That’s a lot of wandering, wondering Jews

In an essay at this time last year in Mosaic, American Jewish historian Jack Wertheimer addressed what he called a “remarkable phenomenon” — the fact that American Jews who rarely, if ever, attend religious services throughout the year come to Jewish houses of worship in droves on Rosh Hashanah and Yom Kippur, with temples opening movable partitions to accommodate the overflow crowds and even renting other facilities for the thrice-yearly services.
That huge numbers of secular Jews religiously attend High Holy Day services has been a given for as long as anyone can remember, but it doesn’t really seem to make sense. According to the 2013 Pew survey, 39 percent of Conservative synagogue members attend only on the High Holy Days, and for members of Reform temples the number rises to 60 percent.
Thus, hundreds of thousands of Jews who never step into a synagogue year-round spend several hours over these three days listening to lengthy Hebrew prayers that are nearly incomprehensible to the large majority of them. And the theology underlying those prayers and the High Holy Days as a whole involves, as Wertheimer writes, “a conception of G-d alien and certainly discomfiting to many moderns.”

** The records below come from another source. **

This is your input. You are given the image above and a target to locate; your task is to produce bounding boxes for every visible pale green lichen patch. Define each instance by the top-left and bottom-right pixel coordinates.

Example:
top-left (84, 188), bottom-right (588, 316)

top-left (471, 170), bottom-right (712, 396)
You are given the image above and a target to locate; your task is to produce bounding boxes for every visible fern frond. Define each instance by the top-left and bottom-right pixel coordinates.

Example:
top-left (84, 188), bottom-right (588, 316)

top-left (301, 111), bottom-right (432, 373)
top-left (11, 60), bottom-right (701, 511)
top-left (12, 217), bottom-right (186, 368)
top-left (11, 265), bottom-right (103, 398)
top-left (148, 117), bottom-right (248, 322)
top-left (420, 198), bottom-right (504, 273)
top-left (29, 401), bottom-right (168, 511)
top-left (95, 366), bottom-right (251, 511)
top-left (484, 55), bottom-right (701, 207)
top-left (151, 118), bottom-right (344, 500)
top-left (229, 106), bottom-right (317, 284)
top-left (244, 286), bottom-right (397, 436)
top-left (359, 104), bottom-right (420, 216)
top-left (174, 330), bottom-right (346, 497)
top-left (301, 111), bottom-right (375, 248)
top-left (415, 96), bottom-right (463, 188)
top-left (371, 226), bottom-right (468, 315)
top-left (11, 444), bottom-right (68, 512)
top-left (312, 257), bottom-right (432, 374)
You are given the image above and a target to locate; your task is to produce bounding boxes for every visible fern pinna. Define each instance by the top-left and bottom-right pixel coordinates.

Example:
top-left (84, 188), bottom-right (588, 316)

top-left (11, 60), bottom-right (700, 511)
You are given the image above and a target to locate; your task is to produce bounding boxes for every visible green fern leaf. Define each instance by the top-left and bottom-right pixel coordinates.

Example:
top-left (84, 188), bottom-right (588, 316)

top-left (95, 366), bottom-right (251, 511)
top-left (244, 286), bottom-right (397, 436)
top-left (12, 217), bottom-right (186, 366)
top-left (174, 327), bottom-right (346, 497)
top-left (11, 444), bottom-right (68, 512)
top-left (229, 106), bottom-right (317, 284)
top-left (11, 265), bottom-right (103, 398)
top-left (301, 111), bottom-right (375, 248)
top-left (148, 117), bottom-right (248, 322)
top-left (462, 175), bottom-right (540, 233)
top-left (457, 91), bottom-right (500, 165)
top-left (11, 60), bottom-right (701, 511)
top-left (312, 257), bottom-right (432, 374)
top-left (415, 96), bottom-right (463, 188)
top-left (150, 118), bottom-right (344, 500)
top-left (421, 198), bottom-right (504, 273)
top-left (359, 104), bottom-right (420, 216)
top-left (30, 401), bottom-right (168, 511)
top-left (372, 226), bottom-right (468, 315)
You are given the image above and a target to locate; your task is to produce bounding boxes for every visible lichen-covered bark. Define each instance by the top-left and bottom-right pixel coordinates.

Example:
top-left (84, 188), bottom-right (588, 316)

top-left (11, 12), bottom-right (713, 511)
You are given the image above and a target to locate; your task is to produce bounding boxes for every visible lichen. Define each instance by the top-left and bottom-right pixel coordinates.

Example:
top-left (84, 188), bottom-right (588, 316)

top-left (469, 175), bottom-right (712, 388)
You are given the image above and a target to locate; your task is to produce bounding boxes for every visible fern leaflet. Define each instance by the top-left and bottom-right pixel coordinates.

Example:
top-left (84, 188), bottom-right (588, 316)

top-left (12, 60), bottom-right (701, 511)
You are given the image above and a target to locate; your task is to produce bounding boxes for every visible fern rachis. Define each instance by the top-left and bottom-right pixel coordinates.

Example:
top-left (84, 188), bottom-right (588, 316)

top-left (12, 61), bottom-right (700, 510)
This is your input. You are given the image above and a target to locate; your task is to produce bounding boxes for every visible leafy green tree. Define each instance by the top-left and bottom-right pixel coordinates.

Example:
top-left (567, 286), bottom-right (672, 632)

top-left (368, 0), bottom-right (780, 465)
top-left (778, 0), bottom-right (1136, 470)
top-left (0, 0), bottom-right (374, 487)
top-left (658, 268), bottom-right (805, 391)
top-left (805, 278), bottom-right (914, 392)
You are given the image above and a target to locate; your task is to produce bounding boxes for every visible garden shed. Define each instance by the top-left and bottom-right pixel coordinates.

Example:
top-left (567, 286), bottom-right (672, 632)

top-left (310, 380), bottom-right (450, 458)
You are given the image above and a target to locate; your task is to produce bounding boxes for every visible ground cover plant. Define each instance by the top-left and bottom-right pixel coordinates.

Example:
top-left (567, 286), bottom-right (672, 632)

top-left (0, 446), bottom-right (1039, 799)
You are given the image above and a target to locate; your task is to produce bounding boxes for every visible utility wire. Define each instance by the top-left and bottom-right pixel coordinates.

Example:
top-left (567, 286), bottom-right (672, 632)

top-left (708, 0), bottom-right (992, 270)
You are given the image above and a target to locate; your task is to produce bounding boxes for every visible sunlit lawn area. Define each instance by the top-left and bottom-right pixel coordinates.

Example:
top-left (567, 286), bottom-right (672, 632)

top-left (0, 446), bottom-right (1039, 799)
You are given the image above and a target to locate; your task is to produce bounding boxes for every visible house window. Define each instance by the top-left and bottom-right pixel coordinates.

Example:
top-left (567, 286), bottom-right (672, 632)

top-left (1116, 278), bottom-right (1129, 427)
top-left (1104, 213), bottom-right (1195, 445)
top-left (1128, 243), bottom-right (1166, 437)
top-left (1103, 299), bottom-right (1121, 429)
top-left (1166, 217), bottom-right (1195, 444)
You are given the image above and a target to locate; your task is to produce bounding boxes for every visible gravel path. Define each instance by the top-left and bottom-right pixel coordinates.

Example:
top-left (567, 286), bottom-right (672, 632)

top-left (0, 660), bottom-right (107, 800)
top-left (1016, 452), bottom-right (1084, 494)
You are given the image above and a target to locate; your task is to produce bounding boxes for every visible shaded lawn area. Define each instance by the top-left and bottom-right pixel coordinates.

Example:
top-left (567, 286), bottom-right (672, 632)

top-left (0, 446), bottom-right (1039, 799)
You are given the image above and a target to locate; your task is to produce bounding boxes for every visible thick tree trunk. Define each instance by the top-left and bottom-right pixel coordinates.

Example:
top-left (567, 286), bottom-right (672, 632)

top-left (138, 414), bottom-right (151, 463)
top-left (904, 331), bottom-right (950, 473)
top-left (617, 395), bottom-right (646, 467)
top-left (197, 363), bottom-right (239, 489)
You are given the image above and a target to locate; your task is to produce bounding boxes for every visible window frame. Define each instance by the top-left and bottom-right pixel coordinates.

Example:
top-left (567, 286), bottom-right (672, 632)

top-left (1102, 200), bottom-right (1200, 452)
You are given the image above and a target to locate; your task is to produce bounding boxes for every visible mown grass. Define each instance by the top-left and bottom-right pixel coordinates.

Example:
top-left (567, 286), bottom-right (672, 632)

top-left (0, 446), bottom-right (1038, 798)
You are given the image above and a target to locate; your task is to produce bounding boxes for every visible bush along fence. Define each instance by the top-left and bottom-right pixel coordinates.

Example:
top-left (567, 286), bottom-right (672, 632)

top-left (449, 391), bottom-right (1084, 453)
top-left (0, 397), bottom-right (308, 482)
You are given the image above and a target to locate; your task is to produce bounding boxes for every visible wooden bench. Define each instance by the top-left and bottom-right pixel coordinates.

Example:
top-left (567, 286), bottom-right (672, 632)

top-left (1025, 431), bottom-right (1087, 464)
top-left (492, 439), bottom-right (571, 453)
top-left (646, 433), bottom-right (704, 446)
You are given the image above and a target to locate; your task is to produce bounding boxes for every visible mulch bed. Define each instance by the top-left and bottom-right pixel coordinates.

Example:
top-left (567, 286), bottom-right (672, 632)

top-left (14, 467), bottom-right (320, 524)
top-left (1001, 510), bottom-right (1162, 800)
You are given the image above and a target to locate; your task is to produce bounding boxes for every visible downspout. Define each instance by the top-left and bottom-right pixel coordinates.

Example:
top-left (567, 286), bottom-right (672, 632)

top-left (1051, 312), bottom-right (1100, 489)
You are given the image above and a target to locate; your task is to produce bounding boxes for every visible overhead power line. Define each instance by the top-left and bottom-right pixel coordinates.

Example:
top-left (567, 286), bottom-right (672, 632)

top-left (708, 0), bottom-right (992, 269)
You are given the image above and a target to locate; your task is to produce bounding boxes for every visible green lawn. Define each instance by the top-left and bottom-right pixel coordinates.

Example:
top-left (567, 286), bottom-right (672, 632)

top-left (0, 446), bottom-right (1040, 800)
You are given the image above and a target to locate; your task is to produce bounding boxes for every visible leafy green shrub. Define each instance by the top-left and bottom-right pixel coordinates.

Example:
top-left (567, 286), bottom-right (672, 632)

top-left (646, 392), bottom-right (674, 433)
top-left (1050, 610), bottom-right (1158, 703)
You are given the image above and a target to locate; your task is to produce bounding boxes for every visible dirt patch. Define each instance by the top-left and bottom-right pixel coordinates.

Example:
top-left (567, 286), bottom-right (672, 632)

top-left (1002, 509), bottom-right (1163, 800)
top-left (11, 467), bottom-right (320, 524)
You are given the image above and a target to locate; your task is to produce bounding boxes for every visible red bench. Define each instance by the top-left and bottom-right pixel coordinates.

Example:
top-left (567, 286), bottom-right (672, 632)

As an op-ed in a major Jewish newspaper entitled “Why You Shouldn’t Go to Synagogue on Rosh Hashanah This Year” put it, these services are “consumer Judaism at its worst: customers guilted into experiencing a mediocre product. It’s Judaism at its least interactive, least embodied, least kinesthetic, least engaging. It’s more show than service.” And that, says Wertheimer, makes it worth trying to understand why “several million intelligent, well-educated people with other options for how to spend their time bother to attend at all.”